Закатив глаза, я ровно и чётко выпалила: — Почему Минхо не было на похоронах? Где он?
С минуту Чан пристально рассматривал меня, будто заново узнавая, затем шумно выдохнул и отвернулся, глядя в окно и руками оглаживая кожаную обивку руля.
— Солдат Ли в больнице. Стоит уточнять с кем? — Вновь обернулся ко мне, угрюмо глядя в глаза. — Вместе с солдатом Кан Джису.
Нет, не стоило. Не стоило уточнять.
Я отрицательно покачала головой, бросила едва различимые слова прощания и выскочила из машины, забегая в подъезд.
Чан не пытался меня остановить или догнать, не звал и не пытался достучаться. Слишком хорошо меня знает, чтобы понять, что именно одиночество мне сейчас так необходимо.
Забегая в пустую и пыльную квартиру, даже не запирая дверь на замок, я просто скатилась по ней, смахивая влажные волосы с мокрого лица, не понимая, мокрое оно от дождя или от слёз.
Хотелось бы, чтобы от дождя. Но если перестать врать хотя бы себе, то второй вариант более вероятен.
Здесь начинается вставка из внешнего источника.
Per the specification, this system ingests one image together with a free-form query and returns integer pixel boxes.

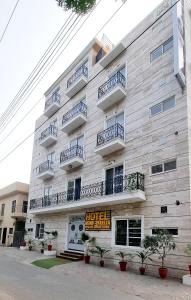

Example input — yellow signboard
[85,210,111,231]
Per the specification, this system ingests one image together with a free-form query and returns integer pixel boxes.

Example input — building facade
[0,182,29,247]
[27,0,191,276]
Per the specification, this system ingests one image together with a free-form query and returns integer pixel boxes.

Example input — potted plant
[115,251,132,272]
[136,250,152,275]
[143,230,176,279]
[90,246,110,267]
[185,244,191,276]
[81,232,95,264]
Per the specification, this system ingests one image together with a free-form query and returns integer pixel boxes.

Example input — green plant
[56,0,96,14]
[90,246,111,260]
[81,232,96,256]
[185,244,191,256]
[136,250,152,267]
[143,230,176,268]
[115,251,132,261]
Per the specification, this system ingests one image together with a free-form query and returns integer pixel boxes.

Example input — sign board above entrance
[85,210,111,231]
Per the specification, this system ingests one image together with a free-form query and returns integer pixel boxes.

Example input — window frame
[111,215,144,250]
[149,95,176,118]
[150,158,177,176]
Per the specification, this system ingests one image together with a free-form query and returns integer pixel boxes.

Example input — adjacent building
[0,182,29,247]
[26,0,191,276]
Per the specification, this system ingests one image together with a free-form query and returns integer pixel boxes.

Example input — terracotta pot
[188,265,191,276]
[99,260,104,267]
[159,268,168,279]
[84,255,90,264]
[48,245,52,251]
[119,261,127,272]
[139,267,146,275]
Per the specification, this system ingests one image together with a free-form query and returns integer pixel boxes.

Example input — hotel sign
[85,210,111,231]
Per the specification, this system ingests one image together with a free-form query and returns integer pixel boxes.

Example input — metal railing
[39,125,58,142]
[11,205,27,214]
[98,71,126,100]
[97,123,124,146]
[30,172,144,210]
[62,101,87,125]
[67,65,88,88]
[60,145,83,163]
[38,160,53,174]
[45,92,60,110]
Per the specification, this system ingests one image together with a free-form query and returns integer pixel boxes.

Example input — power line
[0,0,180,163]
[0,0,20,43]
[0,13,74,126]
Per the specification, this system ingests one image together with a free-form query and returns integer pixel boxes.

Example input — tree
[56,0,96,14]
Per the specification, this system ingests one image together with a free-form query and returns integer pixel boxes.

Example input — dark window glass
[152,228,178,235]
[115,220,127,246]
[163,36,173,52]
[9,228,13,234]
[151,45,163,62]
[129,219,141,247]
[164,160,176,171]
[160,206,167,214]
[152,164,163,174]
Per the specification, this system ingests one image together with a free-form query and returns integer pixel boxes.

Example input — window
[152,227,178,236]
[106,112,124,128]
[115,218,142,247]
[70,135,84,147]
[11,200,16,213]
[151,160,176,174]
[67,178,81,201]
[9,228,13,234]
[35,223,44,239]
[105,165,123,195]
[150,96,175,117]
[150,37,173,62]
[1,204,5,217]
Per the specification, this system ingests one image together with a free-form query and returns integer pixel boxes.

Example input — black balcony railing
[30,172,144,210]
[97,123,124,146]
[38,160,53,174]
[45,92,60,110]
[62,101,87,125]
[60,145,83,163]
[67,65,88,88]
[98,71,126,100]
[39,125,58,142]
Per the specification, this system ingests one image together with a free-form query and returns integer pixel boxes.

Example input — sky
[0,0,161,188]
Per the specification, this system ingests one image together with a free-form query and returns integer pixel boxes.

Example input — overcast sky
[0,0,161,188]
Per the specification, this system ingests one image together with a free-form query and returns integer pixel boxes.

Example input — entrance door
[68,216,84,251]
[2,228,7,244]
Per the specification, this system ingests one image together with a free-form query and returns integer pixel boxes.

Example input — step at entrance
[57,250,84,261]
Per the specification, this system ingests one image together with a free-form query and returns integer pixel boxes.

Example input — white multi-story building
[27,0,191,275]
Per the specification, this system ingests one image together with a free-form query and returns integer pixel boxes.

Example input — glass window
[151,45,163,62]
[163,36,173,52]
[35,223,44,239]
[152,164,163,174]
[150,103,162,116]
[115,218,142,247]
[163,97,175,111]
[164,160,176,171]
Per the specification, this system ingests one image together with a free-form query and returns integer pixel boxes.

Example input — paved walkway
[0,247,191,300]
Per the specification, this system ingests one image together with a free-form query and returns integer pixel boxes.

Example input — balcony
[11,205,27,220]
[30,172,146,214]
[60,145,84,171]
[66,65,88,97]
[44,92,60,118]
[37,160,54,180]
[95,123,126,156]
[61,102,87,134]
[97,72,126,110]
[39,125,58,148]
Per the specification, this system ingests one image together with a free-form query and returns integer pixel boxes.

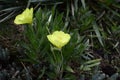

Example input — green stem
[59,49,64,80]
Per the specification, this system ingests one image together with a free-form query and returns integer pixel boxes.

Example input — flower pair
[14,8,71,49]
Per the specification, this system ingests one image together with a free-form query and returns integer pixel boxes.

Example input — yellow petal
[47,31,71,48]
[14,8,33,24]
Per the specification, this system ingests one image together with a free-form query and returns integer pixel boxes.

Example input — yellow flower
[47,31,71,49]
[14,8,33,24]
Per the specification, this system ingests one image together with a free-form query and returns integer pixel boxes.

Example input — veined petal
[14,8,33,24]
[47,31,71,48]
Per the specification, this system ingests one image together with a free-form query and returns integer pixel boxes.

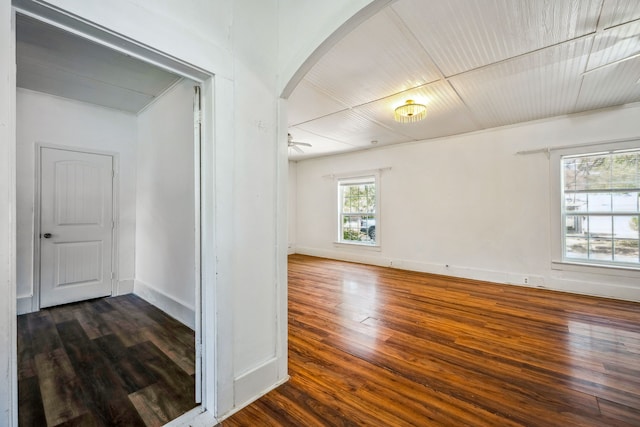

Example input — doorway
[17,7,210,427]
[35,147,116,308]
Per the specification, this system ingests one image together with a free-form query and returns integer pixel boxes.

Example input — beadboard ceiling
[288,0,640,160]
[16,15,180,114]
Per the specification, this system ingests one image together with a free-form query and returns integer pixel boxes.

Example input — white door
[40,147,114,307]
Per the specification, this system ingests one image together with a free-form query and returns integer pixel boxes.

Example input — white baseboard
[225,358,289,421]
[296,246,391,267]
[133,279,196,329]
[296,247,640,302]
[114,279,135,296]
[16,295,37,316]
[164,406,219,427]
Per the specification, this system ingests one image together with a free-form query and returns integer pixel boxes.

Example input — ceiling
[288,0,640,160]
[16,15,181,114]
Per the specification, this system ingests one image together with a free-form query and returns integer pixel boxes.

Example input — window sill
[333,242,382,252]
[551,261,640,278]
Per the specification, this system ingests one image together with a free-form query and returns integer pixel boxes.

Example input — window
[560,145,640,268]
[338,176,379,245]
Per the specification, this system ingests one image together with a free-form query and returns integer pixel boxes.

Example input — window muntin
[338,176,378,245]
[561,149,640,267]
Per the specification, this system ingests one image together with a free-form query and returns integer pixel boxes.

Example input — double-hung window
[338,175,380,246]
[560,148,640,268]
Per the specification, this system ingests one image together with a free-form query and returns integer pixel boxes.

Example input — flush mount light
[393,99,427,123]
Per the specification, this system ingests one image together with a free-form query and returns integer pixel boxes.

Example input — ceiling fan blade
[291,141,311,147]
[582,52,640,76]
[289,144,304,154]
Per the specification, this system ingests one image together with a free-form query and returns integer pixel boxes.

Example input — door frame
[31,142,120,311]
[11,0,218,426]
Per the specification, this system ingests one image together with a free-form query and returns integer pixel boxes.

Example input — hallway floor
[18,294,196,427]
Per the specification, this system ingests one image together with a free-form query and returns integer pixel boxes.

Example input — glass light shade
[393,99,427,123]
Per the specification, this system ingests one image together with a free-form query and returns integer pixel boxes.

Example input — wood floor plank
[18,376,47,427]
[129,383,189,427]
[34,348,87,426]
[129,342,196,412]
[223,255,640,427]
[93,334,158,394]
[57,320,144,426]
[17,316,37,380]
[18,295,195,427]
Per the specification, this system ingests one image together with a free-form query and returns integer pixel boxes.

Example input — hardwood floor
[222,255,640,427]
[18,295,196,427]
Это было последней каплей, плотину прорвало — слёзы полились градом, едва ли позволяя дышать. Боль от гибели брата и от предательства... любимого перемещалась в груди, заставляя упасть на пол и скрутиться в трясущийся от рыданий комочек.
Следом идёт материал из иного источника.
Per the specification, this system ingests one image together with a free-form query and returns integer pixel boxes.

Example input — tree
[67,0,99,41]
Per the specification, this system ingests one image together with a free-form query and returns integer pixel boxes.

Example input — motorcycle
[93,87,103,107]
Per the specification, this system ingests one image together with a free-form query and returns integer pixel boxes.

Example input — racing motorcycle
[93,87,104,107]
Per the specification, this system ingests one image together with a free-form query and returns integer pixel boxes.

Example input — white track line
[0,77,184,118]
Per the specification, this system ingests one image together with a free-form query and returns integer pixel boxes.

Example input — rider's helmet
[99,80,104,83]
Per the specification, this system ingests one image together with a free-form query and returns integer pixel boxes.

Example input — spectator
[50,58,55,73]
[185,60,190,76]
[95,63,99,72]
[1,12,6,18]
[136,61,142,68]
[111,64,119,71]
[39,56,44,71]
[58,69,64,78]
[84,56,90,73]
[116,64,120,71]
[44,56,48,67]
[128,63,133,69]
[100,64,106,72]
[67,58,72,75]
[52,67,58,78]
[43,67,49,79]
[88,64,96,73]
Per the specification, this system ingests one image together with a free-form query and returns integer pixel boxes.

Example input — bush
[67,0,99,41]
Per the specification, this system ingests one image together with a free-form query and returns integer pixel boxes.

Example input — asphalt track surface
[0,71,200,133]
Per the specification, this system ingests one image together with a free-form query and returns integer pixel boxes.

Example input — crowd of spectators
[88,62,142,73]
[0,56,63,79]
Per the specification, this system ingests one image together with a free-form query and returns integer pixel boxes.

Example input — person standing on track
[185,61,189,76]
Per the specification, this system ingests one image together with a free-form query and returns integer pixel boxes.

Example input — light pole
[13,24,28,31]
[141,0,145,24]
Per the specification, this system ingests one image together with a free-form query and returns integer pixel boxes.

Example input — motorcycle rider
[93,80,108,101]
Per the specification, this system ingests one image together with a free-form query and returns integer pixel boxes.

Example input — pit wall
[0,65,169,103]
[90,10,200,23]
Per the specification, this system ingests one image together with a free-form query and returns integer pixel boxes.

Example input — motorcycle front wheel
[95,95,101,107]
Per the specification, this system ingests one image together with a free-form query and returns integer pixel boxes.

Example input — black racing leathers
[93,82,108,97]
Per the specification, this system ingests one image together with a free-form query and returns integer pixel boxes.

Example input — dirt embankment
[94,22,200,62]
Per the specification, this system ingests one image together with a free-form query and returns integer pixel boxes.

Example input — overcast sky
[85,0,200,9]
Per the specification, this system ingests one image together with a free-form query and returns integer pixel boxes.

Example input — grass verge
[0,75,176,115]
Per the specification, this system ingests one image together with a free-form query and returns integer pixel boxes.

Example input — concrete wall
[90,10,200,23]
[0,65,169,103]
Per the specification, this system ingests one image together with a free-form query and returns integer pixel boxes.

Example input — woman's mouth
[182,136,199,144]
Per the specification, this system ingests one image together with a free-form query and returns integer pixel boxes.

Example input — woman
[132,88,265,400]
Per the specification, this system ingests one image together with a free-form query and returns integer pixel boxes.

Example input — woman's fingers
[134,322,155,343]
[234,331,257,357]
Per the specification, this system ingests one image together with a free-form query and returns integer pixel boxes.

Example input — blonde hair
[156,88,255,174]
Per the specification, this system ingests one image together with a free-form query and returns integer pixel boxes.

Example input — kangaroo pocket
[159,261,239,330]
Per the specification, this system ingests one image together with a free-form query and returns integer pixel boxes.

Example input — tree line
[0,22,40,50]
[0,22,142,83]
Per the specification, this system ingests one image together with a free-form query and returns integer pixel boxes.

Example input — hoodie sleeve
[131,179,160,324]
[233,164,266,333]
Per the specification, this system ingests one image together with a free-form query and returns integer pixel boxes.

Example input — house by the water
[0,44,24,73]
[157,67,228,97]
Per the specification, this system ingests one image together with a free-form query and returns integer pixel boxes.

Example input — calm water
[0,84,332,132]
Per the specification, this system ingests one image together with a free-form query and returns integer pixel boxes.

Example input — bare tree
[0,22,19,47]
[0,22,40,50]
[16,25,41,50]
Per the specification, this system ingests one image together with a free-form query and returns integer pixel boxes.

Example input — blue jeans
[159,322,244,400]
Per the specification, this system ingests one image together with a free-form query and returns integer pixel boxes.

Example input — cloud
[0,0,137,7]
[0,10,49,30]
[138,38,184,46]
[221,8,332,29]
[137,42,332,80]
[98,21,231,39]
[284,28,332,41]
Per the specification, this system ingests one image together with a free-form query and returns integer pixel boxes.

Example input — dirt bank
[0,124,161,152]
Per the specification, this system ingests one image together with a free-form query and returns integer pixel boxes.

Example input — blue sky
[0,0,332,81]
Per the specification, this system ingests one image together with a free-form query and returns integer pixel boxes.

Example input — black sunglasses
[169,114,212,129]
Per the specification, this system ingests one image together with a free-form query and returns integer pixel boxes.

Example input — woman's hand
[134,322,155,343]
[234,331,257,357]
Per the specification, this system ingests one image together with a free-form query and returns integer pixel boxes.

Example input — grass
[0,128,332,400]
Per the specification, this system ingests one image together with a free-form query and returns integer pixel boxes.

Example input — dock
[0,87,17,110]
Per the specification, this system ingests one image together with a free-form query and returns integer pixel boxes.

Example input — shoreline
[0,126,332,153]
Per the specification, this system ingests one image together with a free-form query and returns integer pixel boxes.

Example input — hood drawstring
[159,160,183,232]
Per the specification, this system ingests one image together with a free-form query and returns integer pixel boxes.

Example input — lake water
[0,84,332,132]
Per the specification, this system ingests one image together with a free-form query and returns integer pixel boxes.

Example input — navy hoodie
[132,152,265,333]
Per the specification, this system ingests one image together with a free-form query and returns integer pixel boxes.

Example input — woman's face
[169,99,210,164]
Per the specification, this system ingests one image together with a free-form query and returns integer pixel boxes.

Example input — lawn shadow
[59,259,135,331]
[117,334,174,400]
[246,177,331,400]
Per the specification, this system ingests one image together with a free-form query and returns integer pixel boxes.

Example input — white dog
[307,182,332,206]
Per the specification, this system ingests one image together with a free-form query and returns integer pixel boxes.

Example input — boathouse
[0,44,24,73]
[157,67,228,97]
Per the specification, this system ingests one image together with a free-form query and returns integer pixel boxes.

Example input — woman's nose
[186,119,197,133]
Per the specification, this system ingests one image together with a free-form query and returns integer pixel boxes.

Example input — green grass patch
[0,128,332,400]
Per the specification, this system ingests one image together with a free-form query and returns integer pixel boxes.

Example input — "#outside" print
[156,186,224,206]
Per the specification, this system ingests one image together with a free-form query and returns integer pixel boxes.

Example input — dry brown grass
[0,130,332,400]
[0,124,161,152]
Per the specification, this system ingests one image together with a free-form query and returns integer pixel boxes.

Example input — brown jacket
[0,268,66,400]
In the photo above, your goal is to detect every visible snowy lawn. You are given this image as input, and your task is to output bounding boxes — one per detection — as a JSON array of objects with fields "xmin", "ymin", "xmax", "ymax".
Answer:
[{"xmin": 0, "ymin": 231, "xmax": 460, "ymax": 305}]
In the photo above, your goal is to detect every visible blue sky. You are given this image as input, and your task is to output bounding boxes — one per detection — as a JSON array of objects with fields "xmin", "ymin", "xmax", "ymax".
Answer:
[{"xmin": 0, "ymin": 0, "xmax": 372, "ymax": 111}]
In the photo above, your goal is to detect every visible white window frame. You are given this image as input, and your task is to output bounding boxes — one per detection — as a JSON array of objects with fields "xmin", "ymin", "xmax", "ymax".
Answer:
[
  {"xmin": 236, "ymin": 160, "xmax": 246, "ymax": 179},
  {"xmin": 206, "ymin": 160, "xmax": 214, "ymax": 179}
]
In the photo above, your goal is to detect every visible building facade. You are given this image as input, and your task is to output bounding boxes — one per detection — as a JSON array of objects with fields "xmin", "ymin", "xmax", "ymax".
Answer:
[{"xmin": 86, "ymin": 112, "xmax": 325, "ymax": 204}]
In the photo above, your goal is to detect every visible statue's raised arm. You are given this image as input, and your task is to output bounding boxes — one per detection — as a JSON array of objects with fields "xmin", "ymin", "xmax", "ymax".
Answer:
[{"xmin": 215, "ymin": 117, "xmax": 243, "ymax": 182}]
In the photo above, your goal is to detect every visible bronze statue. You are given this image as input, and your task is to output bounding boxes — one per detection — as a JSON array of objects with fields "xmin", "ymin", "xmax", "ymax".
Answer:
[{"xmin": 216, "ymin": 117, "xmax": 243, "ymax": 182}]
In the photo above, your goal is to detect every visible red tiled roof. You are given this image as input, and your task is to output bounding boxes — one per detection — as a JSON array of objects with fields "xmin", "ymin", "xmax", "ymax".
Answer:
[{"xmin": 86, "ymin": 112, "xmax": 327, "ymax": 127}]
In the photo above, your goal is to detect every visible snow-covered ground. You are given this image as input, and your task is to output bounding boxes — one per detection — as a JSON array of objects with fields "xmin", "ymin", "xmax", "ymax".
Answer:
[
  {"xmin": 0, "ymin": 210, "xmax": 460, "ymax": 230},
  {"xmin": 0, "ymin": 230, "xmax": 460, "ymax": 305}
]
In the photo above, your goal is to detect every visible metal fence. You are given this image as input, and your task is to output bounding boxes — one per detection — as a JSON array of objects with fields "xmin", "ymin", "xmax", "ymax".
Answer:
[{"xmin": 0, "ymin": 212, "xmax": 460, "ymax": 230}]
Я ведь даже и не заметила, когда успела так влюбиться в этого... в этого солдата. Я просто спасла его, сохранила жизнь, помогла адаптироваться на новом месте, не собираясь превращать это во что-то большее. Как же так вышло?
Я знаю, как. Это всё он, Минхо. Своим отношением ко мне, своими действиями, заботой он расколол лёд вокруг моего сердца, заставив его согреться в огне его нежности и пылкой страсти и забиться в новом, неизвестном ритме. Заставил жить. А затем, безразлично-холодным выстрелом убил. Попал прямо в цель, прямо в сердце, прекратив его стук и обрекая на смерть, заставляя вяло трепыхаться в поисках спасения и отчаянной надежды, но вынужденного замёрзнуть в этом непривычном одиночестве.
А я ведь верила, верила в симпатию и любовь, смотря в эти красивые глаза цвета льдистого ореха. Казалось, так сыграть и отобразить эти чувства настолько искренне невозможно. Просто нереально! Но, видимо, причина в играющем актере.
И каждый в нашем мире актер, но театр для каждого свой.
***
Укладывая маленькие декоративные подушки цвета индиго на небольшую софу, я устало опустилась в ближайшее кресло.
С момента дня похорон прошло уже две недели. Наш отпуск увеличили, опираясь на наши заслуги во время этой командировки. Следующая поездка на новую задачу в Перу в Чимботе планируется ещё через пару недель. А пока всем дан отпуск, время на восстановление и на встречу с родными.
Весь сегодняшний день я посвятила уборке. До этого, как бы стыдно мне ни было, я ничего не делала. Первое время ревела, потом ходила словно зомби, даже почти ничего не ела. Только потом наконец начала понемногу приходить в себя.
Взгляд с чисто пола переместился на часы. Пять вечера. Чем занять себя на весь вечер я не представляла. К тому же начался сезон дождей, ливни хлещут не прекращая.
Раньше мы с братом заказывали доставку какой-нибудь вредной еды и смотрели сериалы или играли в приставку. Но сейчас... Я не делаю ничего из этого, не могу.
Внезапно меня заставила вздрогнуть неожиданная вибрация телефона. Схватив его со стола, я посмотрела на имя звонившего. Неизвестный. Отключив звук, я бросила телефон на диван. Никогда не отвечала на звонки с незнакомых номеров, в наше время полно мошенников, разговаривать с которыми совершенно не хотелось. Однако человек на том конце провода не унимался, телефон продолжал звонить, и в итоге заставил меня раздражённо покинуть гостиную.
Проходя по коридору мимо входной двери, я резко затормозила, едва не оступившись, ведь в дверь нетерпеливо постучали. В голову тут же закрались сомнения, а вдруг это кто-то из моих сослуживцев? Но у меня вроде есть номера всех. Наверное.
Решив не гадать, я поспешила открыть дверь столь настойчивому гостю.
Открыла и словно вросла в пол, лишившись кислорода.
На моём пороге стоял пошатывающийся и весь мокрый Ли Минхо, с потрёпанным букетом цветов в одной руке и бутылкой какого-то алкоголя в другой.